The TMO is committed to the long term improvement and development of the environment on our estate.

We are looking to do this via several strategies:

1. Maintenance of the pavements and brick work
2. Change the way we did our gardening to create a more nature friendly estate
3. Careful development of the open spaces
4. Development of a tree strategy plan

1. Maintenance of the pavements and brick work

This is becoming a huge task on the estate for a number of reasons:

- The estate is built on London clay and after a number of dry years we are experiencing problems with subsidence (not our homes)
- The high number of trees on the estate. When the estate was first built we had more trees than homes, in 2005 we had the same number of trees as homes, recent developments have lowered this a little further. Most of these are inappropriate in an estate setting like ours, so roots are now starting to cause problems.
- Where we know external work is being done we will work with developers and the council to try and get improvements done.

2. Change in gardening practices

- Last year we decided to revitalise our raised beds by removing most of the plants, top up the soil levels while adding more nutrients to the soil and put in new plants.
- The new plantings had to achieve two key criteria, be aesthetically pleasing and be wild life friendly.
- New grass cutting regime, allowing grass to grow a little taller allowing some of the plants to come through. As a result the grassed areas do not look so sterile and encourage a greater diversity in wild life. There were also practical reasons for this as it allows the gardener to work on the raised beds and deal with other issues.
- We have already seen a greater diversity in the number of birds we are seeing on the estate.

One of our more exotic visitors.

3. Careful development of open areas

This has been one of the more controversial areas of our work. Overall it has been successful to date, and has attracted a lot of good comments from off the estate. Including neighbouring estates, we have had visitors from other boroughs and the last two years have played host to housing students from Lewisham College. Over all it gives a strong positive message on what TMOs can achieve.

It has not been so popular with some of our residents. One tenant commented that the community garden ‘would fit in well if it was in Kensington, but not on a council estate off the Old Kent Road.’
Some would rather the old play areas were left in place.

However, beside being more aesthetically pleasing and trying to bring our open spaces into better use, these developments also help us to protect the open spaces we have. For a number of years there has been increasing pressure on the local council to find space for new builds, and with the current government (2011) pushing for councils to identify land for the development of homes it becomes more important that we make positive use of the open spaces we have before we lose them.

Councillor Poddy Clark and Chair, George Arkless by the community garden

4. Development of a tree strategy plan

As mentioned earlier trees are a major problem on the estate. This said the intention is not to just rip up all the trees on the estate.

A number of the trees need to be removed for safety reasons. Most of our grass areas are covering building rubble from when the estate was built. As a result some now have their roots exposed and are becoming unstable. Where many trees have been built close together there is evidence that the trees are competing with each other for water and have not been allowed to grow naturally.

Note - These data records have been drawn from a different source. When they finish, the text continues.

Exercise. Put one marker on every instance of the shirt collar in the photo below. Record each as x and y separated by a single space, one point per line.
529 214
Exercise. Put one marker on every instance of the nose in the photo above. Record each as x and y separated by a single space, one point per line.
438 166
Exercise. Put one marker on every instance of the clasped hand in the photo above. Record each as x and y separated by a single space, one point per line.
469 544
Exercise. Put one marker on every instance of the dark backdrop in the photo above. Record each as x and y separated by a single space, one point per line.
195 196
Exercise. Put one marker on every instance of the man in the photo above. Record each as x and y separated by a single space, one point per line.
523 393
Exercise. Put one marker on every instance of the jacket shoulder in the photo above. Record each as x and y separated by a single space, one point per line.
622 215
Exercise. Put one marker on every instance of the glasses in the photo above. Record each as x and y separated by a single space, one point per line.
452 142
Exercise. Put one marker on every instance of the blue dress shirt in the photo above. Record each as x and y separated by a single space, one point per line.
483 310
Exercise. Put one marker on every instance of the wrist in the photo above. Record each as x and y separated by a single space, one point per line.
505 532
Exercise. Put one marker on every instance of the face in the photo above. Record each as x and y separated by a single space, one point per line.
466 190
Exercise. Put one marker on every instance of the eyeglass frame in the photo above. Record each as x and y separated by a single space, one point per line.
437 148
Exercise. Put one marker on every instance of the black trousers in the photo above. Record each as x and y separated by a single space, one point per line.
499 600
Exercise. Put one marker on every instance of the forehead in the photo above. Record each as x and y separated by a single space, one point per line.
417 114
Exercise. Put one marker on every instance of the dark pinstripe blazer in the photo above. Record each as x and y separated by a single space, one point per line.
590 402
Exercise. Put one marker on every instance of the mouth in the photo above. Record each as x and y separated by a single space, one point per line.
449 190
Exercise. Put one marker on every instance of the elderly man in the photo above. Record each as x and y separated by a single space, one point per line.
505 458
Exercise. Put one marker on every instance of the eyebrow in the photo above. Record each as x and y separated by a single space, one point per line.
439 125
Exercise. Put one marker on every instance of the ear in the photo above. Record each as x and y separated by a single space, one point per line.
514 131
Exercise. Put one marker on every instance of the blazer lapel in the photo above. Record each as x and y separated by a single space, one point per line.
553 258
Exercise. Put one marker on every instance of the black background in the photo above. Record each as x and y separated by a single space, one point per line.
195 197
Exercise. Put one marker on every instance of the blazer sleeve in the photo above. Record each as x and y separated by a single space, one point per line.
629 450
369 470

So the first part of the plan would be to reduce the number of trees based on safety issues, and to identify which trees could be saved and allowed to grow more naturally with a better maintenance schedule.
While some trees will be replaced with more appropriate choices there is no intention to replace them all. We are also considering more hedging and bushes to encourage the diversity in wild life.

Just a few of our many trees

Other Issues

While the estate has no through roads, we do see a lot of foot traffic, and sadly some people do not see a problem with dropping a large amount of litter as they pass through our estate.

This is made worse by residents who refuse to put their rubbish out on the correct day, in the correct manner or use their rubbish keeps. While we continue to work on these issues it does mean that two particular species of wild life see our estate as 24/7 eatery, namely rats and mice.

Another problem is the number of dog owners who do not see a problem with letting their dogs poop on our land without picking up after them. In this case it seems to be from visitors from surrounding estates, including the private estates.